While other novelists on the whole explored the “real world” around them, the outside world, the world of other people and things, Hermann Hesse was concerned with the “inner” world – the world of hopes, dreams, distress, anguish, rage and insight. With his 1927 novel Steppenwolf, he introduced us to the “dark side” of ourselves, our “shadow” to use Jung’s term, long before Star Wars, longer before the Sith Lord Cheney committed the United States to work “sort of the dark side, if you will … to spend time in the shadows in the intelligence world.” And if Steppenwolf showed us our shadow, in his earlier novel Siddhartha (1922) he had already shown us the light – in a deliciously sensual revisioning of the young Buddha‘s ascetic purity.

Siddhartha and Steppenwolf between them provided cover for generations of young idealists coming to terms with their own dreams and nightmares, but it was in his final great novel Das Glasperlenspiel (1943), known in English as The Glass Bead Game or Magister Ludi, which won him the Nobel Prize in Literature while confusing and losing many of his admirers — and inspiring beyond measure those who stayed with him.

Hesse’s grand vision was of a game played by the members of a scholarly caste – monastic Brahmins of a secular, post European world – whose purpose, pleasure and play it was to bring all human culture into one architecture, one music, woven of similarities, parallelisms, patterns, archetypes.

As an architecture of insights, Hesse spoke of this great game of his as “harmoniously building the hundred-gated cathedral of Mind.” In musical terms, he described the game as a virtual music in which “ideas” rather than “melodies” would be harmonized or held in counterpoint:

All the insights, noble thoughts, and works of art that the human race has produced in its creative eras, all that subsequent periods of scholarly study have reduced to concepts and converted into intellectual values the Glass Bead Game player plays like the organist on an organ.
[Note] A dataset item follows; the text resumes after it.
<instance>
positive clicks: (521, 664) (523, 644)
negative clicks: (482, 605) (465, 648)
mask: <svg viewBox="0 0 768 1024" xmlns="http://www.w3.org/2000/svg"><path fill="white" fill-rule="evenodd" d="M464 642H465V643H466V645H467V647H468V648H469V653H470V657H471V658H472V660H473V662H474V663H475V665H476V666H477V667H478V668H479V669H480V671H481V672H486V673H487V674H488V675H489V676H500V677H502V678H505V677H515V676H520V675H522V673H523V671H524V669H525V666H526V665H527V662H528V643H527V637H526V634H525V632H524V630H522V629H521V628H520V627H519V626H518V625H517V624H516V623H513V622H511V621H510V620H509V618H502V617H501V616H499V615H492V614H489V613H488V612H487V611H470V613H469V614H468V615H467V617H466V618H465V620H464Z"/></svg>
And this organ has attained an almost unimaginable perfection; its manuals and pedals range over the entire intellectual cosmos; its stops are almost beyond number.
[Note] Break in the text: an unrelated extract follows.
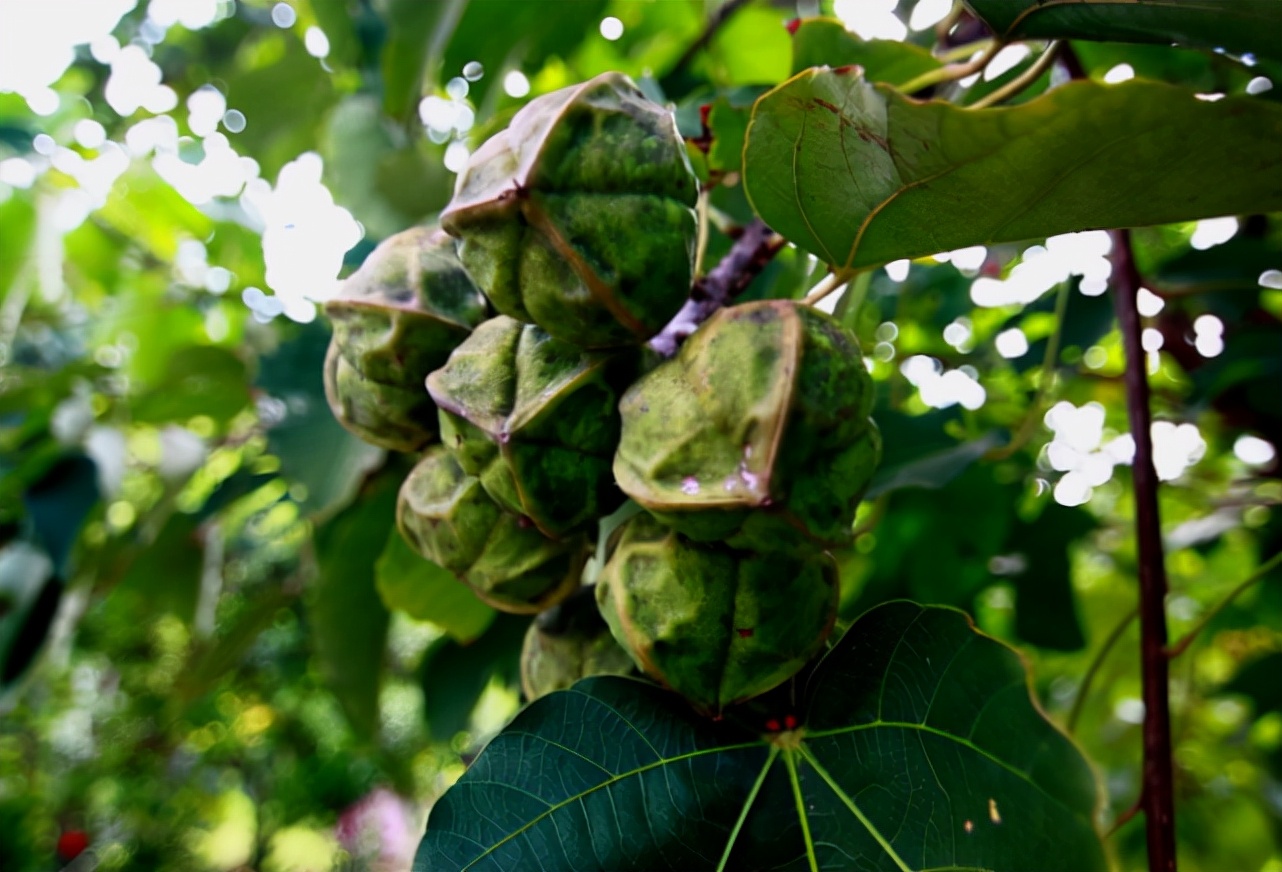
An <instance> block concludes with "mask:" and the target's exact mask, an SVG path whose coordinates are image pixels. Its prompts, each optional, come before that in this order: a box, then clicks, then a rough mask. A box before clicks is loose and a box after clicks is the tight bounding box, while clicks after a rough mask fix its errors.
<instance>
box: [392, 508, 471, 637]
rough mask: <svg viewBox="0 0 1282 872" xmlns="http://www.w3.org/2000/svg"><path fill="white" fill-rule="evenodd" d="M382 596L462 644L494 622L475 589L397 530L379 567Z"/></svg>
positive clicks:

And the game’s ultimate destination – besides the creation of an overarching synthesis uniting sciences and arts, great leaps of discovery and profound flights of imagination?
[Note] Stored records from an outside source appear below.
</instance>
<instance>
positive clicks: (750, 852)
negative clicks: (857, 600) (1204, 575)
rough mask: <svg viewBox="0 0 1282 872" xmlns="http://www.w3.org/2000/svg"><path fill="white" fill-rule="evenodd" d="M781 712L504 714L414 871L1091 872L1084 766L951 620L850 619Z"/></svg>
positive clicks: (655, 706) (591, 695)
Every transition from major to minor in a sonata, every transformation of a myth or a religious cult, every classical or artistic formulation was, I realized in that flashing moment, if seen with a truly meditative mind, nothing but a direct route into the interior of the cosmic mystery, where in the alternation between inhaling and exhaling, between heaven and earth, between Yin and Yang, holiness is forever being created.

The ultimate aim is contemplative simplicity, meditation, a renewed sense of the sacred.

It was not the characters in the novel, nor its plot, that won Hesse the Nobel Prize: there is hardly a female character in the entire book, the males are largely cardboard imitations of people, and the plot such as it is might have made a fine twenty page novella – no need there for a 550-page masterpiece.

No, it is the game itself that holds the imagination, as the Himalayas might hold the attention of one who had lived a lifetime in the lowlands. And catch hold the imaginations of brilliant minds it has.

Hesse’s old friend and rival Thomas Mann inscribed a presentation copy of his novel Doctor Faustus with the words: “To Hermann Hesse, this glass bead game with black beads.”